Myrtha Garbarini (1926–2015) was an Argentine operatic soprano who initially was a singer of chamber music and oratorios. From 1958, she performed at the Teatro Colón in Buenos Aires singing in some 25 operas including Le Nozze di Figaro, La Bohème and La Traviata. Garbarini was a co-founder of the Ópera de Cámara del Teatro Colón (1968). In addition to appearances in South America, she sang in the United States, Austria and Germany.

==Biography==
Born in 1926, Myrtha Garbarini first studied music under her mother, the pianist Elvia Ochoa, and then under Elizabeth Westerkamp. She then attended the Conservatorio Nacional Superior de Música (Argentina) where she studied under Abraham Jurafsky and Arturo Luzzatti, graduating as Profesora Superior de Música. She studied voice under the Polish-born Lydia Kindermann and classical Spanish song under the soprano Conchita Badía.

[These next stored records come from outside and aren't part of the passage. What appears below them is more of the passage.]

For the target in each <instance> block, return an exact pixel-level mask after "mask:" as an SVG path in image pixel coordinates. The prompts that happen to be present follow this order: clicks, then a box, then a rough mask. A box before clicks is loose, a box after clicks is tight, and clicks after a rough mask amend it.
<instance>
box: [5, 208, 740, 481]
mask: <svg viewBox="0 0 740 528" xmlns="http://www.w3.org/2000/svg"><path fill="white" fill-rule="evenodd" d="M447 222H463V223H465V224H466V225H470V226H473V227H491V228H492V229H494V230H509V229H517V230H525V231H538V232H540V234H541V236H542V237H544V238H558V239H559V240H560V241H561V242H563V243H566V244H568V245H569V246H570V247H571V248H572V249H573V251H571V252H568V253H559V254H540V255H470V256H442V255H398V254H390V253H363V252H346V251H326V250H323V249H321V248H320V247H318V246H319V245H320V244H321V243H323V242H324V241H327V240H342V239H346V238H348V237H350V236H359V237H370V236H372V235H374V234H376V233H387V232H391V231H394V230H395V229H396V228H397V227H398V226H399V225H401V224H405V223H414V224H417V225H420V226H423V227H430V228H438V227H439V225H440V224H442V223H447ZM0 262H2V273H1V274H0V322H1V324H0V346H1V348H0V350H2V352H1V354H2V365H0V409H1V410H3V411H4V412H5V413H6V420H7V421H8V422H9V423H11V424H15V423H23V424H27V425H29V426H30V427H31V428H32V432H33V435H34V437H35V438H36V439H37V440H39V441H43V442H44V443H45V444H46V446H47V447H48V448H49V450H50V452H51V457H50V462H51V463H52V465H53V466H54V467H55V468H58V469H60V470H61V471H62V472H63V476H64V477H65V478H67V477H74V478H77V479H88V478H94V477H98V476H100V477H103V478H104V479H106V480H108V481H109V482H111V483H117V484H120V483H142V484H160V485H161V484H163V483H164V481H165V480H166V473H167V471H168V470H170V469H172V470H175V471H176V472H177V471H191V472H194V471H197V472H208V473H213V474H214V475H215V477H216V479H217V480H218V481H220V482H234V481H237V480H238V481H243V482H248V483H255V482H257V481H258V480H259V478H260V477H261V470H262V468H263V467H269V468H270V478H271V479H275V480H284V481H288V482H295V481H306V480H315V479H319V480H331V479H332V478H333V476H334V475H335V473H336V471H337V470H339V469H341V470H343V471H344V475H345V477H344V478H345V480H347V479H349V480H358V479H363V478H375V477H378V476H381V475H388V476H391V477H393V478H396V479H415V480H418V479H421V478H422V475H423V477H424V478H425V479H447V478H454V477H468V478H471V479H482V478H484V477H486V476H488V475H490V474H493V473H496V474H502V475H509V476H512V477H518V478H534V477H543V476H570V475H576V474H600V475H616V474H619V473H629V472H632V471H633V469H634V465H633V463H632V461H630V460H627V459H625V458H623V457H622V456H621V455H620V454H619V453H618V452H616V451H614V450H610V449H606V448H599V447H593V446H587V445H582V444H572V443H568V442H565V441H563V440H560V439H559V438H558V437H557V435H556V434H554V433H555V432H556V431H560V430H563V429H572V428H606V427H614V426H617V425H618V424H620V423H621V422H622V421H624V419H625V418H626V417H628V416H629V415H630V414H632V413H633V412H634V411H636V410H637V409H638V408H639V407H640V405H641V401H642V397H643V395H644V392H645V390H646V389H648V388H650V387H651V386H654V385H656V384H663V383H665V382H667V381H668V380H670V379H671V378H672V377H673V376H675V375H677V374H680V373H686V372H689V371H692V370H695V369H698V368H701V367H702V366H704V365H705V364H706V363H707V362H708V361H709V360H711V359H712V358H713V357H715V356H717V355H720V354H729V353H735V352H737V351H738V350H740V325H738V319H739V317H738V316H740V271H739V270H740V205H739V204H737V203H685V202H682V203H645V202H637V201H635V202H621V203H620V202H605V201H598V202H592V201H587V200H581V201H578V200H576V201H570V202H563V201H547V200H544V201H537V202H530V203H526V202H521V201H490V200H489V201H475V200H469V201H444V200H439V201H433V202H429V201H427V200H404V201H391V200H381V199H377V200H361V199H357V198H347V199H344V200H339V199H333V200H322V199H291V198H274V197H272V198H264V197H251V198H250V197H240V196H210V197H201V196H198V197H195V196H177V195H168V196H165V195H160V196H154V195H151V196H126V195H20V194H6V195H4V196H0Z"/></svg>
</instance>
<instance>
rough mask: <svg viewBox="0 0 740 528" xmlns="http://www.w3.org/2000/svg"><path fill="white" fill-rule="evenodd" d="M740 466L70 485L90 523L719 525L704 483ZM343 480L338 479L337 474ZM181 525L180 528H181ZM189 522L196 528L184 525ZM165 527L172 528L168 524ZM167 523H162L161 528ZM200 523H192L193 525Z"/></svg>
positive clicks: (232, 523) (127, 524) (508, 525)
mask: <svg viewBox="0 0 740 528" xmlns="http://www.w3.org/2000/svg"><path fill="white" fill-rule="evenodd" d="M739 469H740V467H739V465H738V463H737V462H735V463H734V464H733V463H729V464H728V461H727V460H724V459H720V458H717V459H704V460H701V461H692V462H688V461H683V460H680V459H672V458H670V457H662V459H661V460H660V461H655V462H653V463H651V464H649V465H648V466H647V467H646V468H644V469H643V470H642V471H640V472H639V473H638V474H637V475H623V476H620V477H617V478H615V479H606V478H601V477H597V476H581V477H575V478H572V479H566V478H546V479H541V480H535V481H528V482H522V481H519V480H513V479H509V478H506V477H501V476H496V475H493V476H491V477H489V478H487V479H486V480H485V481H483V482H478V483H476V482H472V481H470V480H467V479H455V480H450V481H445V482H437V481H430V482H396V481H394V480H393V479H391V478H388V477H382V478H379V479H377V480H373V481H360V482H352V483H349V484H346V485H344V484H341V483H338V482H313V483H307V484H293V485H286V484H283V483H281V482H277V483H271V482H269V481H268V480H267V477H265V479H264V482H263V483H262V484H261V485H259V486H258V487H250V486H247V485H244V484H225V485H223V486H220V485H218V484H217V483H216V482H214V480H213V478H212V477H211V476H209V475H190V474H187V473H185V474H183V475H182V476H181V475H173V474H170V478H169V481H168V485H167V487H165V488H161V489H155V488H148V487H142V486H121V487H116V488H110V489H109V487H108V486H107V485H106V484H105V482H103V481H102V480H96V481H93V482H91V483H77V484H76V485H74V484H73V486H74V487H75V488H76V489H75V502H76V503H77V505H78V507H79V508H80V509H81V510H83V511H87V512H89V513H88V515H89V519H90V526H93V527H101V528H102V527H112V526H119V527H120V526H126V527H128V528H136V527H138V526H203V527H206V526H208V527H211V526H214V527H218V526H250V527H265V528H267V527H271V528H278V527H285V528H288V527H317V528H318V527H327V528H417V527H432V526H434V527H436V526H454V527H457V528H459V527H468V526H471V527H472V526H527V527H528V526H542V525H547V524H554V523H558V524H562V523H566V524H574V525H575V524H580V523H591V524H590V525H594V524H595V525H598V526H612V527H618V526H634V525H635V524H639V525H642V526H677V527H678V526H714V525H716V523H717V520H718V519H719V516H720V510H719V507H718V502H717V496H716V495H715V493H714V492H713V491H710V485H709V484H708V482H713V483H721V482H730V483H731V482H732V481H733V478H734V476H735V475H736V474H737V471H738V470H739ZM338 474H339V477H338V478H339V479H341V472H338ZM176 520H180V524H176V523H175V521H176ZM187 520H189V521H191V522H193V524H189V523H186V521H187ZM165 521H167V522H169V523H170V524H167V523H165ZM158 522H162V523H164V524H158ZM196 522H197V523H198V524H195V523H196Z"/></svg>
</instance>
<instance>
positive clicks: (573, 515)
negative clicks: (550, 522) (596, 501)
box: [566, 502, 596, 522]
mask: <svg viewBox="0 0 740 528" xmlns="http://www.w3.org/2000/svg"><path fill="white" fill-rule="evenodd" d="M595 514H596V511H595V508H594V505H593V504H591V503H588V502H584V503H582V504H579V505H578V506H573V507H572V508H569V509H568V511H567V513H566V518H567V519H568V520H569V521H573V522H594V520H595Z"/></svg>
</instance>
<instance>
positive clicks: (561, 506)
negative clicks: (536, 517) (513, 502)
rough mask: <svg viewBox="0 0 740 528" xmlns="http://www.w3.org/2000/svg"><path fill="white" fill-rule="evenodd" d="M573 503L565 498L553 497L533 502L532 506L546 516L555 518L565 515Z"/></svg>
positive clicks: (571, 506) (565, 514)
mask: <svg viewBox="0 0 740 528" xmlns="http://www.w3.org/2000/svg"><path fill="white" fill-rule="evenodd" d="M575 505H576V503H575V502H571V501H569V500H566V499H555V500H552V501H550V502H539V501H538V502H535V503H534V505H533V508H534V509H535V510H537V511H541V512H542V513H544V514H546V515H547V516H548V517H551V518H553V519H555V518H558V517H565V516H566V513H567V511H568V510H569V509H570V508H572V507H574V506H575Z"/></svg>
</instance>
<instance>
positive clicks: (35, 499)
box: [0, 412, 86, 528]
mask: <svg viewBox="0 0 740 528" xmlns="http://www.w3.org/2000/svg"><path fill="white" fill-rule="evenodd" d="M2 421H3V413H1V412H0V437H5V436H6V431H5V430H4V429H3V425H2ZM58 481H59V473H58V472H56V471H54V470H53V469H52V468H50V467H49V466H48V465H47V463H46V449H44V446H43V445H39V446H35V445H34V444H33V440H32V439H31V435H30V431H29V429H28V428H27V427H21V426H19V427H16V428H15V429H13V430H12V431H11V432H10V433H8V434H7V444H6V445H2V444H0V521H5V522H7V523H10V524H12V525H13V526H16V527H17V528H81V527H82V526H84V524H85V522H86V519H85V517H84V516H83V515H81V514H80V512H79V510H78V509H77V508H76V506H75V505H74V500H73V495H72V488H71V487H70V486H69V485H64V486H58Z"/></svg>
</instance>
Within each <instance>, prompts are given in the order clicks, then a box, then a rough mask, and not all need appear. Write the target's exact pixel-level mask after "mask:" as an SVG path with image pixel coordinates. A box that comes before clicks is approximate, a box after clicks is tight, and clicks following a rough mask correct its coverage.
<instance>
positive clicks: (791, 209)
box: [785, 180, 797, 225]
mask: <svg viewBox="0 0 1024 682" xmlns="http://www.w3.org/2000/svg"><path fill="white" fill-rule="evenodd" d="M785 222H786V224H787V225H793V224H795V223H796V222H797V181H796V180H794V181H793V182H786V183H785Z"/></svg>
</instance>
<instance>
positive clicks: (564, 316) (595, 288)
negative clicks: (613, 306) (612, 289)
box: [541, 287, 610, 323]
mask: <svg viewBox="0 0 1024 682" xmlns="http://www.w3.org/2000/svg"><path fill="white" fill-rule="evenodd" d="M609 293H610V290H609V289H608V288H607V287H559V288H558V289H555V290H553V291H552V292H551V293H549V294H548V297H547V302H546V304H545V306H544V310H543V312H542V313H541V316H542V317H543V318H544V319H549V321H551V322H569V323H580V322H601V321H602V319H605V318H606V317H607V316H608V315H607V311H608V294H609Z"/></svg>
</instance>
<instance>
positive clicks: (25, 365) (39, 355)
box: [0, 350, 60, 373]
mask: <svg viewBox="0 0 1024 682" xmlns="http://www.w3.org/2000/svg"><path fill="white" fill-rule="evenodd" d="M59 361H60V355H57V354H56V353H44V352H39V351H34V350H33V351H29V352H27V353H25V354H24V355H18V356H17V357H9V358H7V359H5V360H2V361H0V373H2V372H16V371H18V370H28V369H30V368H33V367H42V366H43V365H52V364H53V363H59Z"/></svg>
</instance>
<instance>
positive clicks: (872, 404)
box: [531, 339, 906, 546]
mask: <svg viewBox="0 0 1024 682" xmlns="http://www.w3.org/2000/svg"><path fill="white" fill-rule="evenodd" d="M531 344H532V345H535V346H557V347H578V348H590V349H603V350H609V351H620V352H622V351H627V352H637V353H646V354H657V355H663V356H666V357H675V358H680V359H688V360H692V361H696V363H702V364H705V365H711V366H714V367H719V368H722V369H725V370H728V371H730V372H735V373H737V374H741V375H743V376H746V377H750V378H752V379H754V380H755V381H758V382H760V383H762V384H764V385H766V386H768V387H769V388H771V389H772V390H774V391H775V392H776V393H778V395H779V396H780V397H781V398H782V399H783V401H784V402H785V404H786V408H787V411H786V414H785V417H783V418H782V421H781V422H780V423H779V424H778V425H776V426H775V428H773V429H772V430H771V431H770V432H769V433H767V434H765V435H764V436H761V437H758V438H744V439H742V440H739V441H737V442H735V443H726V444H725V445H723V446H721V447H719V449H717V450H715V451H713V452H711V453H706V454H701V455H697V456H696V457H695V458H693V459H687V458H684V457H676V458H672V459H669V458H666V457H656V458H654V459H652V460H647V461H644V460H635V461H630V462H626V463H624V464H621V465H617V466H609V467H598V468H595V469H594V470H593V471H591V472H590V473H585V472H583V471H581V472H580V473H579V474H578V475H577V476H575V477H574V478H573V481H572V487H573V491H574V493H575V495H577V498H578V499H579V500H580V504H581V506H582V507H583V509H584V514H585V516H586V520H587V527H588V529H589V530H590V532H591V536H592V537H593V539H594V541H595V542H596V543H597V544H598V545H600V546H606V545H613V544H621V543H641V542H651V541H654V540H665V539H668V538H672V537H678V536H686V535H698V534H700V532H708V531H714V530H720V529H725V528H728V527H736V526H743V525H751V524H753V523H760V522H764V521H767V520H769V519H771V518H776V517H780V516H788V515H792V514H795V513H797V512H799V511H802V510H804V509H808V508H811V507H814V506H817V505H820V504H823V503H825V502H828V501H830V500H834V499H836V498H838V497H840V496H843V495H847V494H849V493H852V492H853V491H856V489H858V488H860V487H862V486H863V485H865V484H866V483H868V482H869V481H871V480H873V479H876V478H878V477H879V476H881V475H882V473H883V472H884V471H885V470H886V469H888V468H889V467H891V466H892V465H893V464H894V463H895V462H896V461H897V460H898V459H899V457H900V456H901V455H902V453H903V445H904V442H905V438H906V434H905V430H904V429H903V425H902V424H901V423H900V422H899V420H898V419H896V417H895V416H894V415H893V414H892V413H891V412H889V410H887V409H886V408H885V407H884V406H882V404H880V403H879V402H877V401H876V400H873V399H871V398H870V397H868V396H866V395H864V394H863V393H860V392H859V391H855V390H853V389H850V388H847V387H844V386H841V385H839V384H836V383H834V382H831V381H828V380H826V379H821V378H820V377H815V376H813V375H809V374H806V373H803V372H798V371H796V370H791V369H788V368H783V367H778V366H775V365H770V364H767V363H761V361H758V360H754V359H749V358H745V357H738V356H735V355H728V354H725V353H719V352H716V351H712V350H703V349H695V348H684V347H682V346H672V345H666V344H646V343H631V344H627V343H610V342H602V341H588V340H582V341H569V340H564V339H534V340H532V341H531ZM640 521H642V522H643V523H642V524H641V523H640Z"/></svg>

In 1949, the Spanish composer Joaquín Rodrigo selected Garbarini to sing his Madrigales Amatorios, accompanying her on the piano at the Club Español in Buenos Aires. In 1953, she performed at the Sociedad de Conciertos de Cámara, singing the ten songs in El Alba del Alhelí by Juan Orrego-Salas. In the late 1950s, she toured Europe performing in Basel, Stuttgart, Saltzburg and Vienna. It was in 1958 that she joined the Teatro Colón where she first performed in The Love for Three Oranges and went on to sing major roles in some 25 operas, including the Argentine works Marianita Limeña by Valdo Sciammarella, Sueño de Alma by Carlos López Buchardo and La Zapatera Prodigiosa by Juan José Castro.

Garbarini also sang oratorios under the baton of Karl Richter, including Bach's St John Passion and Mass in B minor, Handel's Messiah and Mozart's Requiem.

Myrtha Garbarini died in Buenos Aires on 6 January 2015.